Núcleo de Estudos Afrobrasileiros (NEAB) da FURB, estudantes, professores e a comunidade em geral. / Foto: Lucas Gonçalves.

O primeiro grupo de estudantes africanos a vir para Blumenau estudar na FURB chegou à cidade no segundo semestre de 2006 a partir de uma parceria com a empresa petrolífera Sonangol e a universidade. Tive a oportunidade de entrevistar parte do grupo juntamente com a repórter fotográfica Rafaela Martins – quando atuei como repórter em jornal impresso na cidade – para produção da série de reportagem Negra Blumenau, publicada em 2007, sobre as heranças africanas na formação histórica do município. Mais tarde, na pesquisa de mestrado[1], estudei a participação da imprensa na construção da identidade germânica de Blumenau e como esta narrativa predominante contribui para ocultar e invisibilizar outras etnias e culturas.

Uma das entrevistas mais marcantes que fiz para a dissertação foi com o professor aposentado da FURB, doutor em Literatura Inglesa (UFSC) e em Estudos da Tradução (UFSC), José Endoença Martins, intelectual respeitado, cujas palavras reproduzo na integralidade: “A pluralidade que se deseja virá de fora, como uma ação de implosão de ‘o alemânico espírito’. Ou seja, a pluralidade resultará de uma cunha cultural, externa, que provocará uma brecha na germanidade local, forçando-a abrir-se e a impregnar-se de outras culturas”. Suspeito de que Endoença estava certo. E por isso considero a Semana da África um potencial para pensar a diversidade regional.

Ao final da roda de conversa, troquei impressões com algumas pessoas, entre elas um jovem graduado na FURB. Ele demonstrava certo incômodo com o rumo tomado na discussão, quando me disse: “Eu lembro do que ouvi da minha irmã outro dia: às vezes parece que a gente vai querer medir sofrimentos. Buscar quem mais sofreu. Minha avó é alemã e na época da Segunda Guerra Mundial ela foi proibida de falar alemão. Era castigada e obrigada a ajoelhar sobre o milho caso desobedecesse. Eles [os alemães] também sofreram”. Eu parei, pensei e respondi: “A diferença é que alguns ainda estão sofrendo!”. Ele concordou, sinalizando positivamente com a cabeça. E deixamos a sala. Afinal, quando a dor do outro pode ser a minha dor?
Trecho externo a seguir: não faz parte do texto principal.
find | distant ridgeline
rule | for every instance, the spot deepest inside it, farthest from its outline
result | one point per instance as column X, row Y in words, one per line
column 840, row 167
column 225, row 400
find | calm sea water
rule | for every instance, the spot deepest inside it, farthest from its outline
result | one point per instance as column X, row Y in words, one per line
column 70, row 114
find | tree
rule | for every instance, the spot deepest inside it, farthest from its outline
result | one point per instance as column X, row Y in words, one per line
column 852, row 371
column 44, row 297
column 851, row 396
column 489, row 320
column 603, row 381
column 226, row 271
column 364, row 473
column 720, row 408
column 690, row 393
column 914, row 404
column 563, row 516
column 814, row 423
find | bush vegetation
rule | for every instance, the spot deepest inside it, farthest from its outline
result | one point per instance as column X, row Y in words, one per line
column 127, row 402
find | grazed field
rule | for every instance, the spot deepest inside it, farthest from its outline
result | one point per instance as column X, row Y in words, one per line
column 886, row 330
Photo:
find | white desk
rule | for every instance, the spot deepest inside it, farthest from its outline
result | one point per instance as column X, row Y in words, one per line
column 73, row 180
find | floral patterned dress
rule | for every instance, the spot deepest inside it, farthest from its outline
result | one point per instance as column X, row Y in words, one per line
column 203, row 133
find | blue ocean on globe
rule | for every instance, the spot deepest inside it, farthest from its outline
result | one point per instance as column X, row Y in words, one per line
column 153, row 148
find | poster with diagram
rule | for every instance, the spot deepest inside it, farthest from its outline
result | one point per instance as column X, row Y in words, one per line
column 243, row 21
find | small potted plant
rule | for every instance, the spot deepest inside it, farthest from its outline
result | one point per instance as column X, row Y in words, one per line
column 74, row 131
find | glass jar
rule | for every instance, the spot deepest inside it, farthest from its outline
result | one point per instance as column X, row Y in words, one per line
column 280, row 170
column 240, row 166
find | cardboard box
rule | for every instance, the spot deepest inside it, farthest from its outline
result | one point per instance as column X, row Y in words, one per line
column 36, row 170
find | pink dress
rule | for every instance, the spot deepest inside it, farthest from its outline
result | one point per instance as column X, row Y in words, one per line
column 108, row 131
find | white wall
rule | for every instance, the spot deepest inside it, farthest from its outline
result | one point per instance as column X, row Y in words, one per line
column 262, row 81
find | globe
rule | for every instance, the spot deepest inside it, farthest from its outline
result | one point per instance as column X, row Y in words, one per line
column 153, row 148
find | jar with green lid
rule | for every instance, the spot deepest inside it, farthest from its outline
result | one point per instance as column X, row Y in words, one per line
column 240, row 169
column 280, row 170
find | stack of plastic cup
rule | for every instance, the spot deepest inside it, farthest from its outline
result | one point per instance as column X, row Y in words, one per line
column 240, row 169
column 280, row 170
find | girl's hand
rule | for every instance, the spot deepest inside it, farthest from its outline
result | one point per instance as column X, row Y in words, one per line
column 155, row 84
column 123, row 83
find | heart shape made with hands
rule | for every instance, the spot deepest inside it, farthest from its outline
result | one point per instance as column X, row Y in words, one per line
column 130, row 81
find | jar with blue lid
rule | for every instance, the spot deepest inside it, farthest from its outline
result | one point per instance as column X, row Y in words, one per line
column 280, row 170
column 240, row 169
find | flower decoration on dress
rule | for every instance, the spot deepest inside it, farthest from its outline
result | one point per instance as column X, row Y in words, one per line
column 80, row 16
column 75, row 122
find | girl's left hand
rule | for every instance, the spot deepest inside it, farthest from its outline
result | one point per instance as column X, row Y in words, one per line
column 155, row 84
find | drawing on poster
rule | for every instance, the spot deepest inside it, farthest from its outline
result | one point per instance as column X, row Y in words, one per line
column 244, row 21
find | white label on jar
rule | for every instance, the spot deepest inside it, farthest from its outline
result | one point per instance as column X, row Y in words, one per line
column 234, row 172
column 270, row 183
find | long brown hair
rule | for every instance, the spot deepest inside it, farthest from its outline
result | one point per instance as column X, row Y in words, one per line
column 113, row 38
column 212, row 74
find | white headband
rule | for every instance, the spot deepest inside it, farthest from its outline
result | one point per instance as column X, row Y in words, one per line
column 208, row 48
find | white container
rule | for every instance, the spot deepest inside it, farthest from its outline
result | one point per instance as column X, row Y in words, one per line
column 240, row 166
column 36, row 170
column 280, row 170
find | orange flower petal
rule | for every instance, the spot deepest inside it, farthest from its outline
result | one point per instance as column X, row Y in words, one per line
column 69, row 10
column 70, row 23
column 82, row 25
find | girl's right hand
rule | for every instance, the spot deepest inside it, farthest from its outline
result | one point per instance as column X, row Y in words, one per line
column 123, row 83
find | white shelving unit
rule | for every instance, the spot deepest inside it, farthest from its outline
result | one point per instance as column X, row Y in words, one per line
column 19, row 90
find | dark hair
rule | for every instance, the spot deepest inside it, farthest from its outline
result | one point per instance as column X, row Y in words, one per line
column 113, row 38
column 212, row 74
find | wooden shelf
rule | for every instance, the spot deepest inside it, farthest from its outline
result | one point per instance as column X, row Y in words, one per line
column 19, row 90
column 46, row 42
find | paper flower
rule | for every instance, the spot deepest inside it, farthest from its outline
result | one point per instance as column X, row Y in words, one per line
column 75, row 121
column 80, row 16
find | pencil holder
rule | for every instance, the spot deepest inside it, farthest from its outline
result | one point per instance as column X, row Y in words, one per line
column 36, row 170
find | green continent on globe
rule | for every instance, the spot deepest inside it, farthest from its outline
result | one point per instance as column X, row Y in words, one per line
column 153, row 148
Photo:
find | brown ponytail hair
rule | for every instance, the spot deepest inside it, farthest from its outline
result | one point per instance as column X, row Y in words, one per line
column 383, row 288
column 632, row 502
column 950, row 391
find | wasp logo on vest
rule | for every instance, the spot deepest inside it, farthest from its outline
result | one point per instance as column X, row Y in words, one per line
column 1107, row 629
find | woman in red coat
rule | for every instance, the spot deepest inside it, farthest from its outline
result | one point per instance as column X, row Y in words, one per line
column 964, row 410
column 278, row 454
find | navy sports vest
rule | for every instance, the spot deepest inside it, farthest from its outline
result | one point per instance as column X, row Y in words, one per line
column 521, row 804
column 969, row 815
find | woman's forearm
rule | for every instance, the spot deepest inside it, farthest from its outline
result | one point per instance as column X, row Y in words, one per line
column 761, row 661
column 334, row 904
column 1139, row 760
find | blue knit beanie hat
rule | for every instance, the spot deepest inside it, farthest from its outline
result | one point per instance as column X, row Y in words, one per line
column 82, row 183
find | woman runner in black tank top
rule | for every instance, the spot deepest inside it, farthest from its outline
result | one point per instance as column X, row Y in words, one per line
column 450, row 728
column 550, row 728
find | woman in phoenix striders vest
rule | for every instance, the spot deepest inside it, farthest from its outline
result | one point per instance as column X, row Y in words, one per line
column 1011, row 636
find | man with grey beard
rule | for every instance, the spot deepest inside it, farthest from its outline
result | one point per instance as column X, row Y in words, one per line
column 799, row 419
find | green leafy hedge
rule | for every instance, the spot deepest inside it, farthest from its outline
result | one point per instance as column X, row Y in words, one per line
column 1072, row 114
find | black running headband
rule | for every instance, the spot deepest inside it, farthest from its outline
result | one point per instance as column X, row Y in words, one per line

[1] O trabalho foi orientado pelo prof. Dr. Jorge Kanehide Ijuim e defendido em 2016, no Programa de Pós Graduação em Jornalismo da Universidade Federal de Santa Catarina (UFSC). Pode ser consultado na íntegra pelo link: https://repositorio.ufsc.br/handle/123456789/174028

 

Ainda dá tempo de conferir a programação da 4ª Semana da África:

Sexta-feira, 24

18h30 – apresentação do livro “A fonte da inspiração”, de Ricardo Mpova. Desfile “A diferença que condiz”, da marca UbuntuDNA. Apresentação de dança “Samba vs Semba”, sessão de poesia, shows musicais, além da presença do Grupo Maracatu Capivara e performances da dança cigana, com Patricia Schneide. Todas as atividades ocorrerão no galpão de arquitetura.

Sábado, 25

16h30 – Oficina e apresentação de capoeira, no Parque Ramiro Ruediger.

21h – Festa Made in África, OAB sede social

 

* Magali Moser é jornalista, doutoranda em Jornalismo na UFSC e bolsista Fapesc.